In criminal law, duress is a defense to a crime if the defendant was compelled or coerced to commit the crime by some human agency, prior to a safe avenue of escape being available, under a threat of serious imminent harm to the defendant or others, and the crime is of a lesser magnitude than the harm threatened. Duress consists of threatening conduct which produced the following three elements in the accused:
- a reasonable fear;
- the fear must be of an immediate [imminent] harm; and,
- that harm must be death or serious bodily harm).
Duress is a also a defense asserted against enforcement of a contract. It is an illegal actual or a threatened violence or restraint of someone, to compel him to enter into a contract, or to excuse performance of a contract.

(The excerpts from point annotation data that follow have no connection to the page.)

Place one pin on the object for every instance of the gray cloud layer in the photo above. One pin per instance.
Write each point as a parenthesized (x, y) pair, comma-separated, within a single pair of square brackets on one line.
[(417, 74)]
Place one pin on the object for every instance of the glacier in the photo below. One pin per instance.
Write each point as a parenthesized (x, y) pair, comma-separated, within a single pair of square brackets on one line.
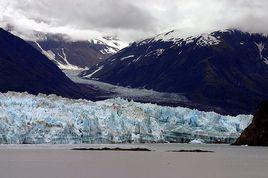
[(50, 119)]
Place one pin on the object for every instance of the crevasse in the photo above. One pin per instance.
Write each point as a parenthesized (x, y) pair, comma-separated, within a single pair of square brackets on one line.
[(30, 119)]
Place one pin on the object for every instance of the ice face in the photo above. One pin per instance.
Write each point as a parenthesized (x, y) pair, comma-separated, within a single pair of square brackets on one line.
[(41, 119)]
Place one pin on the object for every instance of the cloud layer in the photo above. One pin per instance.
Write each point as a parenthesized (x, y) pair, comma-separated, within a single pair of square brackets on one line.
[(131, 20)]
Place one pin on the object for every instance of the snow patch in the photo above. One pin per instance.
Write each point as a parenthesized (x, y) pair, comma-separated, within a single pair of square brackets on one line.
[(261, 48), (51, 119), (127, 57), (91, 74)]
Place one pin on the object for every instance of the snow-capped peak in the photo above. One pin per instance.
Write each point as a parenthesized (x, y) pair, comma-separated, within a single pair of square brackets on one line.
[(176, 36), (113, 44)]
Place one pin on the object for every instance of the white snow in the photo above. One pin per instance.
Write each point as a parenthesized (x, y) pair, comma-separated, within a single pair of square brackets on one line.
[(113, 44), (261, 48), (52, 56), (197, 141), (207, 40), (91, 74), (127, 57), (27, 118), (67, 65), (179, 38), (49, 54)]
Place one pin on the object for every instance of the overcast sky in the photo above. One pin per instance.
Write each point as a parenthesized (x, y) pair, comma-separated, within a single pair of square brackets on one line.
[(132, 19)]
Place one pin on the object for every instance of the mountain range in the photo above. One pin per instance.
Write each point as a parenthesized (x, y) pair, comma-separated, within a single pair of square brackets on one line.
[(78, 54), (25, 69), (225, 71)]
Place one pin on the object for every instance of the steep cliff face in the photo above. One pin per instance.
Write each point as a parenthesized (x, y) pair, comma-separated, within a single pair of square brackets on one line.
[(224, 70), (257, 132), (23, 68)]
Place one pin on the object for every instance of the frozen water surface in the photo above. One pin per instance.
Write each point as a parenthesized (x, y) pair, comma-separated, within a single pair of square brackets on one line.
[(51, 119)]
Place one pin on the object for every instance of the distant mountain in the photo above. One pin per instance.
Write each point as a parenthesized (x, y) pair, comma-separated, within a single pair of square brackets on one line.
[(68, 54), (225, 71), (257, 132), (25, 69)]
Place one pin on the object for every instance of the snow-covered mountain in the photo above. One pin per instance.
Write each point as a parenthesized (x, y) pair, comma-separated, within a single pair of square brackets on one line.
[(226, 70), (23, 68), (73, 55), (41, 119)]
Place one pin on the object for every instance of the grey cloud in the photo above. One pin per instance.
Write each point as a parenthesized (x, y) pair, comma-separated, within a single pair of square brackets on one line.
[(132, 20)]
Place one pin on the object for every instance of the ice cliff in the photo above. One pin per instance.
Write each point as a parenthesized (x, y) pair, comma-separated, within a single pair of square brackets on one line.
[(41, 119)]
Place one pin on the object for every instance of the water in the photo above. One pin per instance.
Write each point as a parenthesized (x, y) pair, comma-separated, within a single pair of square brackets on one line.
[(59, 161)]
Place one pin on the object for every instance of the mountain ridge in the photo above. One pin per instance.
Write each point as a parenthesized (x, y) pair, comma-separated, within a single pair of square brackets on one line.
[(203, 67)]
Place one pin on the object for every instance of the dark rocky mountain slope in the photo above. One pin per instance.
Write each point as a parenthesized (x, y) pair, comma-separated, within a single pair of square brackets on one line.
[(257, 133), (225, 71), (80, 54), (25, 69)]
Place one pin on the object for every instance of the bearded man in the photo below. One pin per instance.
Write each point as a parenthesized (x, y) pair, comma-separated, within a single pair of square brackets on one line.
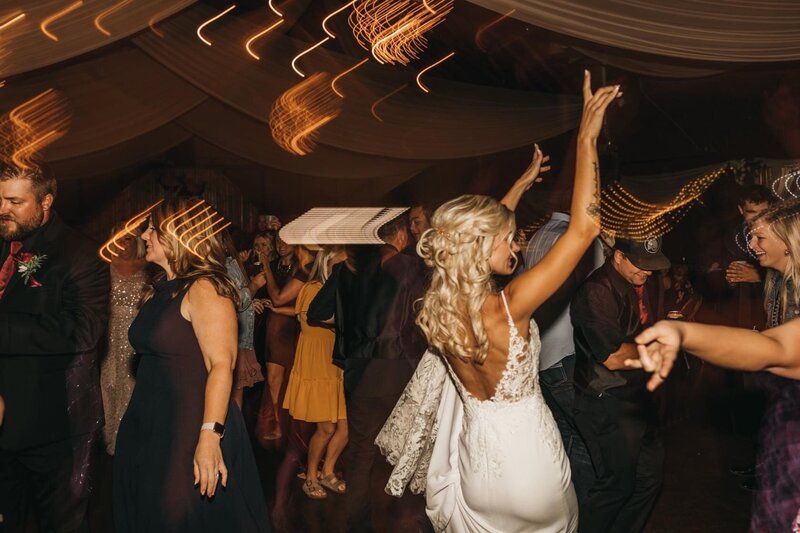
[(53, 314)]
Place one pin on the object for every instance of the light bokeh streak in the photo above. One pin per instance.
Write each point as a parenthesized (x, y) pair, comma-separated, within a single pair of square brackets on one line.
[(202, 26), (106, 251), (394, 30), (105, 14), (201, 225), (256, 36), (304, 52), (55, 16), (345, 73), (430, 67), (31, 126), (333, 14), (628, 217), (299, 113)]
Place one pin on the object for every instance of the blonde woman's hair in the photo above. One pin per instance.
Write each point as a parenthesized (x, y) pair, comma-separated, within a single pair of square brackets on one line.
[(322, 263), (783, 220), (207, 258), (458, 247)]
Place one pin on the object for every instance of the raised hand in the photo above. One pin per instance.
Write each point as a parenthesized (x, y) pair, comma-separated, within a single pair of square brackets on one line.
[(594, 106)]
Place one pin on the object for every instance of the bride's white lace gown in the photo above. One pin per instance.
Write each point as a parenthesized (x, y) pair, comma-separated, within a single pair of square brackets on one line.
[(496, 465)]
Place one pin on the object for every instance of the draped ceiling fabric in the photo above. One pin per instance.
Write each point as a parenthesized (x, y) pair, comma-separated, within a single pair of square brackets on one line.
[(29, 49), (737, 31), (454, 120)]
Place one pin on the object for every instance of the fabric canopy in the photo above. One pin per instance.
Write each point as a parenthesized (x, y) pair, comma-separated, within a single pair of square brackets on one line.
[(712, 30), (28, 48)]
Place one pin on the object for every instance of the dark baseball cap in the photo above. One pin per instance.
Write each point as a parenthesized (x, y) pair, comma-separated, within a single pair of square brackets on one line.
[(645, 254)]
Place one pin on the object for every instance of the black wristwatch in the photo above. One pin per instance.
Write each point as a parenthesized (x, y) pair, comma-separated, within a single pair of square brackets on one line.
[(216, 427)]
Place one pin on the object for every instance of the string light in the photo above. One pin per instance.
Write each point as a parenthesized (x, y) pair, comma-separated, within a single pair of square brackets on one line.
[(304, 52), (17, 16), (299, 113), (202, 26), (106, 251), (31, 126), (248, 45), (55, 16), (330, 16), (394, 30), (345, 73), (429, 67), (629, 217), (106, 13)]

A legal constraint, or the threats only of doing that which the party using them had a right to do, does not invalidate the contract.
Duress is usually asserted in a defendant's answer to a complaint seeking to enforce a contract. It may also be a reason for a person to seek a declaratory judgment to declare a contract void or unenforceable. Many states have enacted laws, which vary by state, allowing a buyer to cancel certain types of consumer contracts, such as those solicited at their home, within a certain number of days after signing. These laws are typically motivated by concerns over high-pressure sales tactics which fall short of duress, but usually allow cancellation for any reason if the cancellation is made within the guidelines of the law.